Aprì la porta di casa, l'aria fredda della mattina gli riempì i polmoni, la pioggia cadeva ancora forte. Senza badare a coprirsi, come se l’acqua non potesse bagnarlo, raggiunse pochi secondi dopo il suo fuoristrada, che presto lo avrebbe condotto all'aeroporto...
New York un anno prima
Il locale era illuminato a dovere, luci e spot da interno evidenziavano le opere esposte alle pareti, raccogliendo l’interesse degli invitati presenti.
La sala aveva un arredamento essenziale: divanetti e poltroncine di pelle bianca erano disposti al centro dell’ambiente, formando molteplici salotti, un Bar-Service collocato nella parte opposta all’ingresso era sistemato di fronte ad una cascata artificiale, acqua a flusso riciclato scorreva su una parete alta tre metri di roccia vera color seppia, provocando un effetto sonoro suggestivo, che faceva da sottofondo al brusio dei commenti in sala.
Quella sera erano presenti personaggi dello spettacolo più o meno famosi, un nutrito numero di giornalisti e critici d’arte, collezionisti di dipinti e liberi professionisti accompagnati dalle loro signore.

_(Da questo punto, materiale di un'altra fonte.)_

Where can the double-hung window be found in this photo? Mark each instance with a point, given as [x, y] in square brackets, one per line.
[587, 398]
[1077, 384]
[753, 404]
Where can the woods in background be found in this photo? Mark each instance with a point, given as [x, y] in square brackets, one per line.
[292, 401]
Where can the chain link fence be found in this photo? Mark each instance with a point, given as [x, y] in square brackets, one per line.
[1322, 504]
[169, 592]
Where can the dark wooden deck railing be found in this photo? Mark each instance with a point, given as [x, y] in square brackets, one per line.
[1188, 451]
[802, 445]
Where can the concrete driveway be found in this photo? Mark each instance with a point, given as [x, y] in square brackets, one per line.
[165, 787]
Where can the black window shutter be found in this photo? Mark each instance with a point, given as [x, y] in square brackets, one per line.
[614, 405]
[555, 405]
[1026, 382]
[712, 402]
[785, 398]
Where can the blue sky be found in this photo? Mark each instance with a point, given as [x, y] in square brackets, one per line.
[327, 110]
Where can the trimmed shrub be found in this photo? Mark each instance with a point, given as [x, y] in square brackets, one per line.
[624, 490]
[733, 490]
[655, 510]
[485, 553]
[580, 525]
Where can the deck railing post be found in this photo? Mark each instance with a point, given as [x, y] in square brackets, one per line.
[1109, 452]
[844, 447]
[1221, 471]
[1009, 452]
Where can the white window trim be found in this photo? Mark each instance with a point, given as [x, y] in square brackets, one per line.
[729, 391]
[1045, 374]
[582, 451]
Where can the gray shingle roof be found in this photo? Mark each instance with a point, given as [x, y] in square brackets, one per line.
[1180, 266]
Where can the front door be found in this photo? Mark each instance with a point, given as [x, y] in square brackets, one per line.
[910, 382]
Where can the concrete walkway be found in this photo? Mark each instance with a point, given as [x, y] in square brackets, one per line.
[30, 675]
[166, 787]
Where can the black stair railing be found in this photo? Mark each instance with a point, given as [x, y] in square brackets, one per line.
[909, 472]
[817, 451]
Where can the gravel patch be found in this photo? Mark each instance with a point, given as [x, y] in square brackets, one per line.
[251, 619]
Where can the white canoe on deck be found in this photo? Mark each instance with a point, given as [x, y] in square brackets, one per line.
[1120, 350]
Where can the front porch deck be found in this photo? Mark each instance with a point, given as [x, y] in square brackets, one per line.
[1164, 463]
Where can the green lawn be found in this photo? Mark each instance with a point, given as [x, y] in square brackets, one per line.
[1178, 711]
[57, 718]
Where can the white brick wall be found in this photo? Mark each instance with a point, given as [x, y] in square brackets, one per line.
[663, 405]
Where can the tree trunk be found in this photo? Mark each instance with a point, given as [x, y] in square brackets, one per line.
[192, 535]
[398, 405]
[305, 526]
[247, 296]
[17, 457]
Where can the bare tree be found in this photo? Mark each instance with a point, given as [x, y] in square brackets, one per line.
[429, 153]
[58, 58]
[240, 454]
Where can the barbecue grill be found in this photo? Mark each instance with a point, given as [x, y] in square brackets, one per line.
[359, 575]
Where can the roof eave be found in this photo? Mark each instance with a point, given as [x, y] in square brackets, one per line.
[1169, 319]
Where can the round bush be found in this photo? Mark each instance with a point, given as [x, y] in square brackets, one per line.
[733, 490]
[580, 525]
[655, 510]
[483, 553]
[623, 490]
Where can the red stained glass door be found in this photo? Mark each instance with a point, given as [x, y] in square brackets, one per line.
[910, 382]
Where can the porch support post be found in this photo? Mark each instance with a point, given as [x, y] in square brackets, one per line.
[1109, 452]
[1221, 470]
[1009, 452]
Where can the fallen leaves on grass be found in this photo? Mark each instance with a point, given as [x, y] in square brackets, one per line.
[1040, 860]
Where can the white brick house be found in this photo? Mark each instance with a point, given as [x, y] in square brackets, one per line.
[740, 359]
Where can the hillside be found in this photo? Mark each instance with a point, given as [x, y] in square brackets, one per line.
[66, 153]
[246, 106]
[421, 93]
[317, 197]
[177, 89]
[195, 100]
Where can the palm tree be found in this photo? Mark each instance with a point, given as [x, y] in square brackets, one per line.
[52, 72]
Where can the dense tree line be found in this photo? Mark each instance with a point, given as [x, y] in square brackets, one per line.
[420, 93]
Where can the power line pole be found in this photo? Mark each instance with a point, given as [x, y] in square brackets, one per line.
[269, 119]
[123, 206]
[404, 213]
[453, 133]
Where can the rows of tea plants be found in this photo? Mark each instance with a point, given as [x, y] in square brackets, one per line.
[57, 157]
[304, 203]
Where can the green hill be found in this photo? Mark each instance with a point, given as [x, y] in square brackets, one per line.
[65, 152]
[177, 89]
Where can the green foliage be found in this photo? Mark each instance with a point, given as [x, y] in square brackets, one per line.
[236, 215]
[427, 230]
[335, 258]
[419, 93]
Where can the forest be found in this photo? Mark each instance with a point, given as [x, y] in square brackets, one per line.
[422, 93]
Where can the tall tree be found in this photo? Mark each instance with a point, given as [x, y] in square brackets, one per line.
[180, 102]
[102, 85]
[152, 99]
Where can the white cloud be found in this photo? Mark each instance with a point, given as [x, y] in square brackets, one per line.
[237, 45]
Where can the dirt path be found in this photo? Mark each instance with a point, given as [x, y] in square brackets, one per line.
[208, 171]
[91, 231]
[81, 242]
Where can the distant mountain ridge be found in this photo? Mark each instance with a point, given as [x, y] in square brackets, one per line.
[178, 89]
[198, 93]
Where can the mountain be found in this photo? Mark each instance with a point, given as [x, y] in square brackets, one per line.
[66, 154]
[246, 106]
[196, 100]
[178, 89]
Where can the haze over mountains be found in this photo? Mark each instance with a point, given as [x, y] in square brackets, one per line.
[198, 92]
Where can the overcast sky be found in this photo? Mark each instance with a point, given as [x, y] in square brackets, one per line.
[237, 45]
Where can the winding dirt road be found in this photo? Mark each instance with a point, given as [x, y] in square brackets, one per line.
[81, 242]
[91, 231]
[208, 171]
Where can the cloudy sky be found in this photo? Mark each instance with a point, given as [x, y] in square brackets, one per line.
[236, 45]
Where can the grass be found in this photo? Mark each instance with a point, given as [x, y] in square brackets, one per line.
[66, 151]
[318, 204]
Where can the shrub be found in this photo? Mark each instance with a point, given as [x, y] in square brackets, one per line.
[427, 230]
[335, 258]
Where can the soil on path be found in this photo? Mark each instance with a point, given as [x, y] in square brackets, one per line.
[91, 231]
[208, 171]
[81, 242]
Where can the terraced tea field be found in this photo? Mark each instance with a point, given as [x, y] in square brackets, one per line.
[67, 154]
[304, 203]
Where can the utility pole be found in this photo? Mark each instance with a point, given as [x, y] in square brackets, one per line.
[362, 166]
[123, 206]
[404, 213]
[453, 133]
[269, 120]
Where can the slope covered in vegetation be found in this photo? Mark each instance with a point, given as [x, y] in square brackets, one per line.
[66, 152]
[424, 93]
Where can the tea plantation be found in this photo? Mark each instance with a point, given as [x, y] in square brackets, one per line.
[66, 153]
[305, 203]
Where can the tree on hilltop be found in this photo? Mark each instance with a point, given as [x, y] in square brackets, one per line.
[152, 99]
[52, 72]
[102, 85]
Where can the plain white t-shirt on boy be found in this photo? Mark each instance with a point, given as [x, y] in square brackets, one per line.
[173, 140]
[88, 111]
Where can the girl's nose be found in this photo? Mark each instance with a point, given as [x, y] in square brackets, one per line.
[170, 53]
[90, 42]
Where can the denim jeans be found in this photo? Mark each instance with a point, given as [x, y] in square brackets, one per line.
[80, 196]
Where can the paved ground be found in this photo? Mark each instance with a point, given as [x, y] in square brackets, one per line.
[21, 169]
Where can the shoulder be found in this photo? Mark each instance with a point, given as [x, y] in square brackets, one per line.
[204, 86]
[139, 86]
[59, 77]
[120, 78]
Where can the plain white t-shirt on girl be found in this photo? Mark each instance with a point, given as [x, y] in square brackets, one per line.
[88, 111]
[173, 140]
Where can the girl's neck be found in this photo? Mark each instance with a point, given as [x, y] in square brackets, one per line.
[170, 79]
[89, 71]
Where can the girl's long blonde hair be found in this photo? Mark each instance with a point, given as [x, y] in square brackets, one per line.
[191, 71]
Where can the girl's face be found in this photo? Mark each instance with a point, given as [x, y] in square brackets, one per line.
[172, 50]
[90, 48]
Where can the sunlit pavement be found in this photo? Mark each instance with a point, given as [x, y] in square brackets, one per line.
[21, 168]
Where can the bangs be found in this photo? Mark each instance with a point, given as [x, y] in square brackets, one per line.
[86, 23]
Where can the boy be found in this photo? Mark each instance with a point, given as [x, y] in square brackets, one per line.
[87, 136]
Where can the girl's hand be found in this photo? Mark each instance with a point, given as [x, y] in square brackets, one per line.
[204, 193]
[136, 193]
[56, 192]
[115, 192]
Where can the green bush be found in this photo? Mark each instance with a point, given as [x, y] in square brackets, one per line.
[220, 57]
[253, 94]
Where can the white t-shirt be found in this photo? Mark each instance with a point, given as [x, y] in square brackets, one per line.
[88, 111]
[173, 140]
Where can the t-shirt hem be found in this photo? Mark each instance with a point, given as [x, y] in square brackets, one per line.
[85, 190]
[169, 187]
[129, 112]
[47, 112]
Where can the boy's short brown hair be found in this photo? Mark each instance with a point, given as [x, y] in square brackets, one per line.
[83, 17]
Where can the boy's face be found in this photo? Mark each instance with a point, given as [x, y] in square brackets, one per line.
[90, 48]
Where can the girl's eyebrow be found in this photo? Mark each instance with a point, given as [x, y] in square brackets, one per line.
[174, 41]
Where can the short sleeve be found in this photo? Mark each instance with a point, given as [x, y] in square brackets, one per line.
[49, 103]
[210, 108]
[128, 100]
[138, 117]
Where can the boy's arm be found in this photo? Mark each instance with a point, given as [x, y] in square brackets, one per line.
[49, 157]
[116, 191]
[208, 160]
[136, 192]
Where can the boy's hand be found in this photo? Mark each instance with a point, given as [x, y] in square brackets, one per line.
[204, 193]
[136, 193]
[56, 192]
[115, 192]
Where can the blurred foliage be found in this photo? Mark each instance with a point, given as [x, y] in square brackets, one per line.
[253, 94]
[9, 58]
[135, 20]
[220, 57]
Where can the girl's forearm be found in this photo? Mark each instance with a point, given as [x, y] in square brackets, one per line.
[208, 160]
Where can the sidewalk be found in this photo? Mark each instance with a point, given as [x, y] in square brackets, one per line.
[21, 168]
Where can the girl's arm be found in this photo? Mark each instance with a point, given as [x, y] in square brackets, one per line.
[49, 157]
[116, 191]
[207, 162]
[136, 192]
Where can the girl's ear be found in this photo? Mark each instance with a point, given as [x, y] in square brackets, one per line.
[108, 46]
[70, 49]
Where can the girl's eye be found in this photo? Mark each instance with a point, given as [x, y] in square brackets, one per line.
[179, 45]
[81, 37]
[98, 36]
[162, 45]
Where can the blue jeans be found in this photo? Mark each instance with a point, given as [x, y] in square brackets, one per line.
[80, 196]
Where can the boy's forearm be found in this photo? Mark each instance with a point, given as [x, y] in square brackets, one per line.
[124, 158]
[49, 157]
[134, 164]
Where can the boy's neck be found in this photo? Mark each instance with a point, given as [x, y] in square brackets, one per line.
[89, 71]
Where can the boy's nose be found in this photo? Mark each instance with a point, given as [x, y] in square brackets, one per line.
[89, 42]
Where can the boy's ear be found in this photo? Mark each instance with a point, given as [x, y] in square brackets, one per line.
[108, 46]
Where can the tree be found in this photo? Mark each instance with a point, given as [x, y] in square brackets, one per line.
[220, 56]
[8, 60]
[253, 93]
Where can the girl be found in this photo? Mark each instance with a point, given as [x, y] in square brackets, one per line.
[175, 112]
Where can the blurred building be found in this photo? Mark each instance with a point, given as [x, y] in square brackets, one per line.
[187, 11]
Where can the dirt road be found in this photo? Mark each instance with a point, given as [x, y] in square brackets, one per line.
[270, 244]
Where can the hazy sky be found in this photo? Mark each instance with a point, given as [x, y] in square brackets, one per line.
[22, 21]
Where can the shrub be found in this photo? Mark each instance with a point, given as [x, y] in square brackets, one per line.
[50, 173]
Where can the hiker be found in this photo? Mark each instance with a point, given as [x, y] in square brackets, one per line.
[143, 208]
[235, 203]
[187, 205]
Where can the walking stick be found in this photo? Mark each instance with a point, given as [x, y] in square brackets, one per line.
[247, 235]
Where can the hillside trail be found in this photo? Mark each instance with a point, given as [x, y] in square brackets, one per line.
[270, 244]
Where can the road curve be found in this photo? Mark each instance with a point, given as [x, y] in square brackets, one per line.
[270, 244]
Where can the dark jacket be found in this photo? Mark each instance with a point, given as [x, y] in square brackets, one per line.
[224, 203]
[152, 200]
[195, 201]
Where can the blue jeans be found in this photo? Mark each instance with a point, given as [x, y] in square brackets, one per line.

Le opere appartenevano a Simon Lyll, un giovane artista emergente che era diventato il pupillo del più importante gallerista di New York, la sua carriera in pochissimo tempo era cambiata drasticamente; oggi le sue opere venivano esposte nelle più importanti mostre del settore, sorprendendo l’intero ambiente artistico per la velocità del successo raggiunto.
Chris era stato invitato all’evento da una sua vecchia conoscenza che lavorava nel mondo del giornalismo; a lui questo tipo di serate non andavano molto a genio e, senza preoccuparsi di non farlo notare, se ne stava da solo con il bicchiere in mano a contemplare da lontano gli invitati.
Ciao Chris, anche tu da queste parti?